N & E
Napoléon & Empire

Etienne Méhul (1763-1817)

Etienne Méhul quitte dés 1779 sa ville natale de Givet, dans les Ardennes, où il a vu le jour le 24 juin 1763 d'un père marchand de vin. Muni des recommandations de ses premiers maîtres, il se rend à Paris où il devient l'élève d'Edelmann et reçoit les encouragements du baron Gluck. Son premier grand succès date de 1790, à la Comédie-italienne (qui deviendra en 1793 l'Opéra comique), avec Euphrosine ou le tyran corrigé. L'année suivante, il le confirme avec Cora et Alonzo, joué à l'Opéra six ans après qu'il l'a proposé.

La Révolution lui fournit l'occasion de composer nombre de chants et d'hymnes dont le plus illustre reste le Chant du départ.

Il devient bientôt professeur à l'institut national de musique, inspecteur des études au Conservatoire dès sa fondation en 1795 et entre à l'Institut la même année, premier musicien à obtenir cet honneur.

Sa production reste abondante durant le Directoire, le Consulat et l'Empire. Il donne Le jeune Henri en 1797 –  ouvrage qui se révèle politiquement maladroit mais dont l'ouverture triomphe en concert – Elena en 1803, Uthal et Les Aveugles de Tolède en 1806, Joseph, son plus grand succès, en 1807 et Le Prince troubadour en 1813.

En bons termes avec Napoléon, il obtient la Légion d'honneur dès 1804 et publie chants, hymnes et cantates à la gloire du régime. C'est à lui qu'est commandée la cantate jouée lors du mariage de Napoléon et Marie-Louise.

Son catalogue comprend également de la musique religieuse, des sonates pour piano et une demi-douzaine de symphonies, la plus ancienne, de 1797, n'étant pas numérotée. La première, donnée par Félix Mendelssohn en 1838 et 1846, fera une impression favorable sur Robert Schumann. Ensemble, elles comptent parmi les plus imposantes de leur temps et des échos de l'une d'elles retentissent jusque dans la Neuvième symphonie de Ludwig van Beethoven.

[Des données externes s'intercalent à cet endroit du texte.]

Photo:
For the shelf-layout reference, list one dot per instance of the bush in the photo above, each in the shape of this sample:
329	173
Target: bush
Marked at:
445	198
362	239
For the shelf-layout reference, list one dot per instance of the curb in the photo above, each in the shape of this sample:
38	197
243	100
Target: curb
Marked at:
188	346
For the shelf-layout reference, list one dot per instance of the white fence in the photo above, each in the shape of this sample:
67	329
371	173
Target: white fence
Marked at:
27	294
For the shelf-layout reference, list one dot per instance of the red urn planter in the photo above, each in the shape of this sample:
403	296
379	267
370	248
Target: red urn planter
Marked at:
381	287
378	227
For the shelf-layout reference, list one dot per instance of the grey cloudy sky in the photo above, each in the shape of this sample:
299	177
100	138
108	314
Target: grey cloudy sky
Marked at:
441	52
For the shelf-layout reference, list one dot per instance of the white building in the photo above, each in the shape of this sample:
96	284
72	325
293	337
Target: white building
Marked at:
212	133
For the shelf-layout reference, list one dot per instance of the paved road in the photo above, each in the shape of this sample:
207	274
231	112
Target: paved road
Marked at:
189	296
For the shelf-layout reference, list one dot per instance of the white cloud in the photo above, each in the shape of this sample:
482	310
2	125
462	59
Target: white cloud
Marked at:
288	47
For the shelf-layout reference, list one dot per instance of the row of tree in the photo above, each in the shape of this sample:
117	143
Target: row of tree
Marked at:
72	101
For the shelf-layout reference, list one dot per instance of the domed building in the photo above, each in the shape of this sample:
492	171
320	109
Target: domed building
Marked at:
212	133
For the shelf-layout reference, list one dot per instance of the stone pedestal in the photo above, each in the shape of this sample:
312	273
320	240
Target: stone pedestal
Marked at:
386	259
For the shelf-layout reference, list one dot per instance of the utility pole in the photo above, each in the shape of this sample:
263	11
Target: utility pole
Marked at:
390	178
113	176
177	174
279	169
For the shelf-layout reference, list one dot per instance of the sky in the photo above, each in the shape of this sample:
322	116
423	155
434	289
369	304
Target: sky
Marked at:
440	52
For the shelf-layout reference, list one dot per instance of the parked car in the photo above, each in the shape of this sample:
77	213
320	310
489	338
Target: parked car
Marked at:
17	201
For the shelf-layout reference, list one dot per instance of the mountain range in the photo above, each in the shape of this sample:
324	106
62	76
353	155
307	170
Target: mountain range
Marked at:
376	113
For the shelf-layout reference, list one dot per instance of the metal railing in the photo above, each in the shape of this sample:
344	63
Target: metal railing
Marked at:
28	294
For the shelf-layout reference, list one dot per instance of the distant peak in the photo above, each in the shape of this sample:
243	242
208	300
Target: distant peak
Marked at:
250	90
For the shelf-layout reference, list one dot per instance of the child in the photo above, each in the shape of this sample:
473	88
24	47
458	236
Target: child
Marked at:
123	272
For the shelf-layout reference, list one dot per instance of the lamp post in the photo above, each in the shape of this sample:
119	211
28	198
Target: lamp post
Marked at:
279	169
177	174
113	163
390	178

Méhul est le plus marquant des compositeurs français du début du XIXème siècle. Son influence s'exerce sur nombre de romantiques, à commencer par Carl-Maria von Weber qui la revendiquera toujours et qui utilise dès 1812 une des romances de Joseph comme thème de variations pour piano. Mendelssohn et surtout Hector Berlioz, qui se proclamera hautement l'héritier de son aîné, l'ont également beaucoup apprécié.

Il meurt de tuberculose, à Paris, le 18 octobre 1817. Sa tombe  se trouve au cimetière du Père-Lachaise, 13ème division.

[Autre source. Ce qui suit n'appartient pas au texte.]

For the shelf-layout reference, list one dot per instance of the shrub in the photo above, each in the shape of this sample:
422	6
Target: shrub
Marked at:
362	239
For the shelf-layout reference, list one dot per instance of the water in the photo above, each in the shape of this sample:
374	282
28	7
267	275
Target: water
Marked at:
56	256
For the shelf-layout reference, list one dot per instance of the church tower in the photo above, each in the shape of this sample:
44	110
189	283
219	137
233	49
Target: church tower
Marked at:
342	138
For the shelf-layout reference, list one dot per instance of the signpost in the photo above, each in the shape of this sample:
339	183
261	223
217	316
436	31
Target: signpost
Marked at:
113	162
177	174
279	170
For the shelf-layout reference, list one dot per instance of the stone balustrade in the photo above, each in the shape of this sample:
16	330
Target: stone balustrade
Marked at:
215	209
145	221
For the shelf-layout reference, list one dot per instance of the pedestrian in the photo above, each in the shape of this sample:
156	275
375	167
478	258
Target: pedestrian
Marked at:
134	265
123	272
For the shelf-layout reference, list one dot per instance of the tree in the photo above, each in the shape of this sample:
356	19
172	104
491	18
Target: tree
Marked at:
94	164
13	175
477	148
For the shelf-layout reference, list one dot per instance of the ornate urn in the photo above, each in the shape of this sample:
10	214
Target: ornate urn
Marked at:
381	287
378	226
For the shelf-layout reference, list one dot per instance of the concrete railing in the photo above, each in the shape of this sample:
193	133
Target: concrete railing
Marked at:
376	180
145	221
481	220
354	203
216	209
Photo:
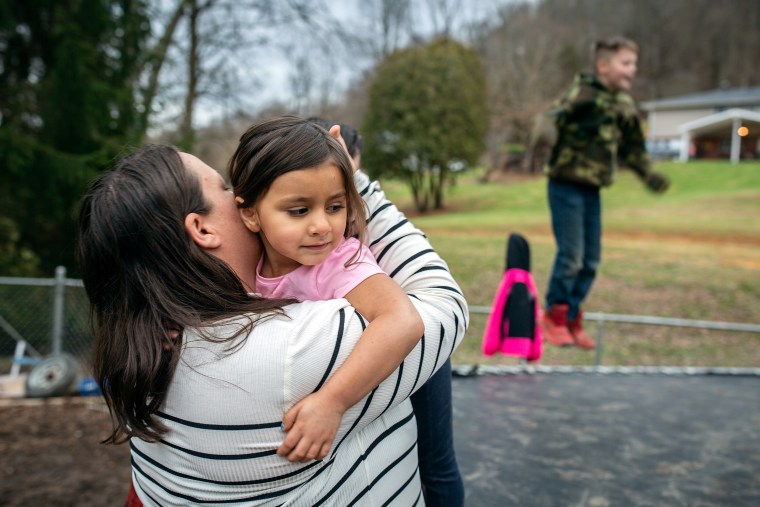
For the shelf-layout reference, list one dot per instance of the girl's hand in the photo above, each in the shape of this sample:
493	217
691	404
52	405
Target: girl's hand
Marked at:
311	426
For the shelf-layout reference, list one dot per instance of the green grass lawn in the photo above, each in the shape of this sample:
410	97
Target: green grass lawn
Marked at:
693	253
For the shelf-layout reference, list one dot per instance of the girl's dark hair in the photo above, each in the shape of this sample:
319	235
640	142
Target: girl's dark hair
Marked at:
144	275
279	145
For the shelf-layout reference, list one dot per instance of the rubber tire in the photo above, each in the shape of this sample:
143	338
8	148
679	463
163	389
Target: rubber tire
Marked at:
53	376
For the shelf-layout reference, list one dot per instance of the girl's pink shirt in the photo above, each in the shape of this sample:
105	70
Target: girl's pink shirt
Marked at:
330	279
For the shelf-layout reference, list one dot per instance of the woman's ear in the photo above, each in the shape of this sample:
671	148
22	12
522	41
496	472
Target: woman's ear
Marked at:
250	218
201	232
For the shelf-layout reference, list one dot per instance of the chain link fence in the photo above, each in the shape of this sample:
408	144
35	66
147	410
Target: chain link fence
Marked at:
41	317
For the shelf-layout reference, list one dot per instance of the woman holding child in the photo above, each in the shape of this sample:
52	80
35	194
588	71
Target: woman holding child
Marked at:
162	247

Grand orchestrateur, Méhul fut aussi l'un des premiers à utiliser la technique du leitmotiv, qu'il emploie en 1799 dans Ariodant

Deux de ses dernières symphonies n'ont été retrouvées qu'en 1979.

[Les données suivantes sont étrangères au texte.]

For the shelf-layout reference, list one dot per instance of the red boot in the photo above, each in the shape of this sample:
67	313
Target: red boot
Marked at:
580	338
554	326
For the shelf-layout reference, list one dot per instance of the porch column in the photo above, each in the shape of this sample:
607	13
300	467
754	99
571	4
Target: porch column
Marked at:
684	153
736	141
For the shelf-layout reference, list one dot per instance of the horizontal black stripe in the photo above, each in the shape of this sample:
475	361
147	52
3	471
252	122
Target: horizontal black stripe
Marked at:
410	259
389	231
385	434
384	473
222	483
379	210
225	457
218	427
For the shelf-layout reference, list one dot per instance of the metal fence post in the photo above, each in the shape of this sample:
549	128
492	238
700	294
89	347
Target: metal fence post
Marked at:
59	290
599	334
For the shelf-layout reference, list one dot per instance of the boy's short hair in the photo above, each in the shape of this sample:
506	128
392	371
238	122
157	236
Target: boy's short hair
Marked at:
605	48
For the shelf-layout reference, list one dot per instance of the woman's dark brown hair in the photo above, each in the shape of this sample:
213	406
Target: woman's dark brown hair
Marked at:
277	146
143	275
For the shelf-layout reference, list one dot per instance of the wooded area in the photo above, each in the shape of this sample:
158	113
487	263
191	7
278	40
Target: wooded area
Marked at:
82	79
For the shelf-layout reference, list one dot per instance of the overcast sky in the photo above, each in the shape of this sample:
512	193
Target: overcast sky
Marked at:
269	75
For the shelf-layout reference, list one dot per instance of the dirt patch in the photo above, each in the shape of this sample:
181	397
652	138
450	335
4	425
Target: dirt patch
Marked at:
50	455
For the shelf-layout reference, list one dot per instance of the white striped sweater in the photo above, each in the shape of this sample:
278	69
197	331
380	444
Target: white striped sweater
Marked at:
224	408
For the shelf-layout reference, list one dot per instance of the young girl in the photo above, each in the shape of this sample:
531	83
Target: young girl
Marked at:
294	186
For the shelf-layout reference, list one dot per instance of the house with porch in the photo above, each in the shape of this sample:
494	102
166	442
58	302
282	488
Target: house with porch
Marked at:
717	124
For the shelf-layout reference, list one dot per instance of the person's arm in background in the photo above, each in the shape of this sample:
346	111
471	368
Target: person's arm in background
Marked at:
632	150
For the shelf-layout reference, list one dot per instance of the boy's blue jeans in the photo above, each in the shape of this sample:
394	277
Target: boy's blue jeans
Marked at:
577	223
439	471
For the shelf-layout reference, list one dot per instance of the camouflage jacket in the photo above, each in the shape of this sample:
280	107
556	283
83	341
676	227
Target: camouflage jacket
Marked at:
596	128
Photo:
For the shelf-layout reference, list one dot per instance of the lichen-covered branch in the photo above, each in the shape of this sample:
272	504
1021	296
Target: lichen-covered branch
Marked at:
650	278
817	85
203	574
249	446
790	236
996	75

Franc-maçonnerie : Méhul rejoint en 1786 la loge "l'Olympique de la parfaite estime". Il sera ensuite membre de la "loge du Grand-Sphinx".


Philatélie : Les Postes de la République Française ont émis en 1963, pour commémorer le bicentenaire de sa naissance, un timbre de 0,20 + 0,10 F  à l'effigie d'Etienne Méhul.

Portrait en médaillon

"Etienne Méhul" peint par Antoine-Jean Gros (Paris 1771 - Meudon 1835).